TRIVIA ANSWER: ALDABRA ISLAND IN THE SEYCHELLES, WITH ABOUT 150,000 TORTOISES.

ADVISORY WATCH

Because of the Persian Gulf war, the State Department is advising travelers to defer travel to more than 20 countries worldwide. For up-to-date information on war-related travel advisories, see War Watch, Page E1. Other current advisories include:

* Myanmar (formerly Burma). With continuing widespread political unrest, travelers should exercise caution. Internal travel, especially by air, is not safe, and armed security forces are often on the streets of all major cities.
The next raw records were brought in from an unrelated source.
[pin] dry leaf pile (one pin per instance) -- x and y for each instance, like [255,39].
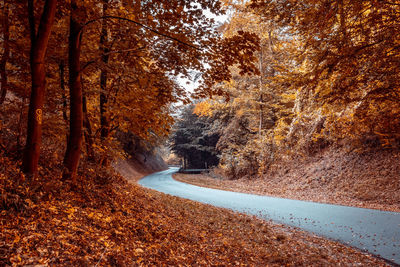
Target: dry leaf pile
[369,180]
[104,220]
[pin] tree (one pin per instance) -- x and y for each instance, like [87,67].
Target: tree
[39,42]
[73,152]
[194,140]
[349,62]
[6,51]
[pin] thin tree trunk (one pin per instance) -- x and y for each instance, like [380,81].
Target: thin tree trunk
[6,53]
[88,130]
[39,44]
[73,152]
[104,120]
[61,66]
[261,93]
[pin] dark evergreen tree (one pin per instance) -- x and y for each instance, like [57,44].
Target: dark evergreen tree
[194,140]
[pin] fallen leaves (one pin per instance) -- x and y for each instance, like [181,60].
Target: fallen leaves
[120,224]
[367,180]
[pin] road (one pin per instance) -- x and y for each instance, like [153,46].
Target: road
[377,232]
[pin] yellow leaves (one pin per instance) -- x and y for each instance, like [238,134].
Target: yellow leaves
[204,108]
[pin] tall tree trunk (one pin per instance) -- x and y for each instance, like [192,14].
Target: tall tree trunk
[39,43]
[261,84]
[104,119]
[73,152]
[61,66]
[88,130]
[6,53]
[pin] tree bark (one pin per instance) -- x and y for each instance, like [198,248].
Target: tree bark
[88,130]
[39,44]
[73,152]
[104,119]
[61,66]
[6,53]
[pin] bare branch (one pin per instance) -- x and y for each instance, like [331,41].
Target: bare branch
[143,26]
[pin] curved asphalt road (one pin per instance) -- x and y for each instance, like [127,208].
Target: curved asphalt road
[377,232]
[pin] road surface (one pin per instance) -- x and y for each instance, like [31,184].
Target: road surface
[377,232]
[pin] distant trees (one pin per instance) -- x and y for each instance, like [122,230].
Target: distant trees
[194,140]
[123,58]
[327,73]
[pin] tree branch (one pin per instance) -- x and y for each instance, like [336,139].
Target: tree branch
[108,53]
[141,25]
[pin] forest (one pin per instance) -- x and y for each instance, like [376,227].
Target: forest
[91,90]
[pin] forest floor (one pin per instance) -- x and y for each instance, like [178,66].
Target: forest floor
[367,180]
[104,220]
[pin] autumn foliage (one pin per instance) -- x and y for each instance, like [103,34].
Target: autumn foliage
[327,77]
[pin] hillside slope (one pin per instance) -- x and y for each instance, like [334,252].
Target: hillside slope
[369,179]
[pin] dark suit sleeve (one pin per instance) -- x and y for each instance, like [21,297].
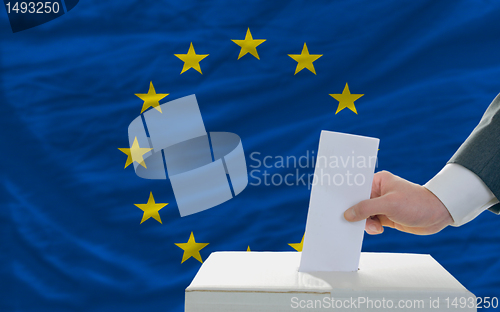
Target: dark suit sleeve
[480,153]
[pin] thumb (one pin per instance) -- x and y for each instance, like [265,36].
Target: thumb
[367,208]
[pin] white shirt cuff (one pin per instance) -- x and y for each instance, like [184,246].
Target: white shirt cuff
[462,192]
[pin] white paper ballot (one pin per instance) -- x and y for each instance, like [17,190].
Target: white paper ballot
[343,176]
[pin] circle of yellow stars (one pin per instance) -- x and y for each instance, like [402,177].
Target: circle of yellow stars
[192,60]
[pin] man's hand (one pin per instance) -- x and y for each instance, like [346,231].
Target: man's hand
[402,205]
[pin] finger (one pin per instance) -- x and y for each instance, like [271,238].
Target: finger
[373,226]
[386,221]
[369,207]
[379,179]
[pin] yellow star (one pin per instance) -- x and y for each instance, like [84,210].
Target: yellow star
[135,153]
[249,45]
[346,100]
[305,60]
[191,249]
[191,59]
[298,246]
[151,209]
[151,99]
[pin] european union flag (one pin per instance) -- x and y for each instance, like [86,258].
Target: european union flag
[79,232]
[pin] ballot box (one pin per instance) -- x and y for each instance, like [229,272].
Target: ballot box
[271,282]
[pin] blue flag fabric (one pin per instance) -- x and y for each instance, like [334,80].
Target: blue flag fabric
[71,235]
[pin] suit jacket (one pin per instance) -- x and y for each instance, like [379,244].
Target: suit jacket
[480,153]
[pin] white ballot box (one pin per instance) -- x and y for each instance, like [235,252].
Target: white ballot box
[271,281]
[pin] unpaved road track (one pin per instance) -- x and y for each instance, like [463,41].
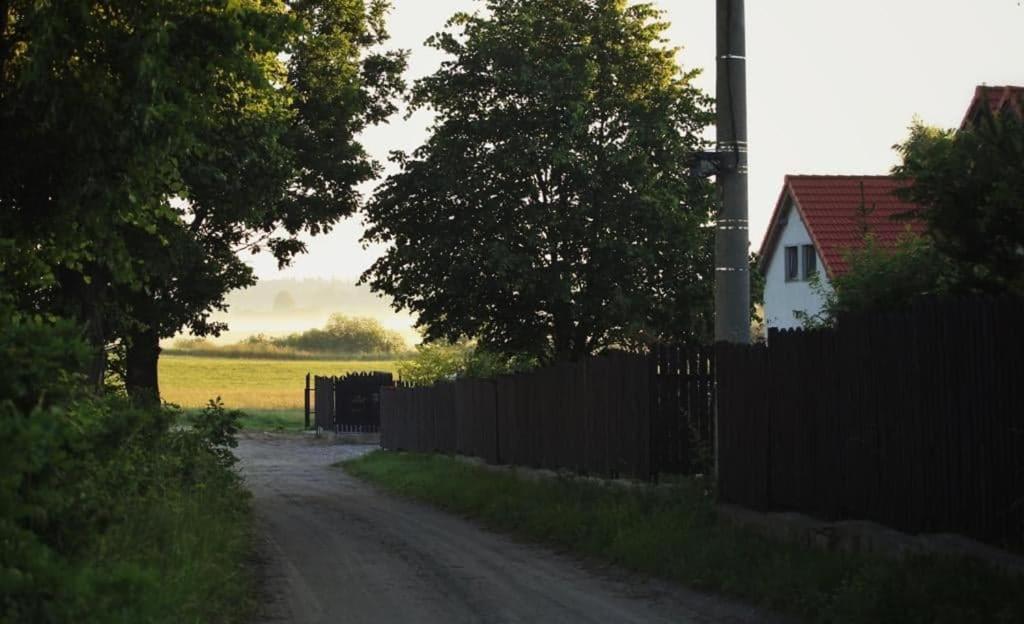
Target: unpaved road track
[338,550]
* Chile. Exercise caution when traveling here, as bombings and other violent acts continue to occur against institutions identified with the United States.

* Haiti. Due to recurring civil disorders and continued unsettled conditions, defer all nonessential travel here.

* Peru. Crime and terrorism are serious problems. Despite improvements in security screening at the Lima International (Jorge Chavez) Airport, FAA specialists recently found inadequate security standards.

* Senegal. Use extreme caution when traveling in the Senegal River and Casamance regions. Violent incidents have resulted in both military and civilian casualties. Because of ruptured diplomatic relations with Mauritania, all air and surface routes between the two countries have been closed.

For late-breaking information, contact the State Department's Citizens Emergency Center, 202-647-5225.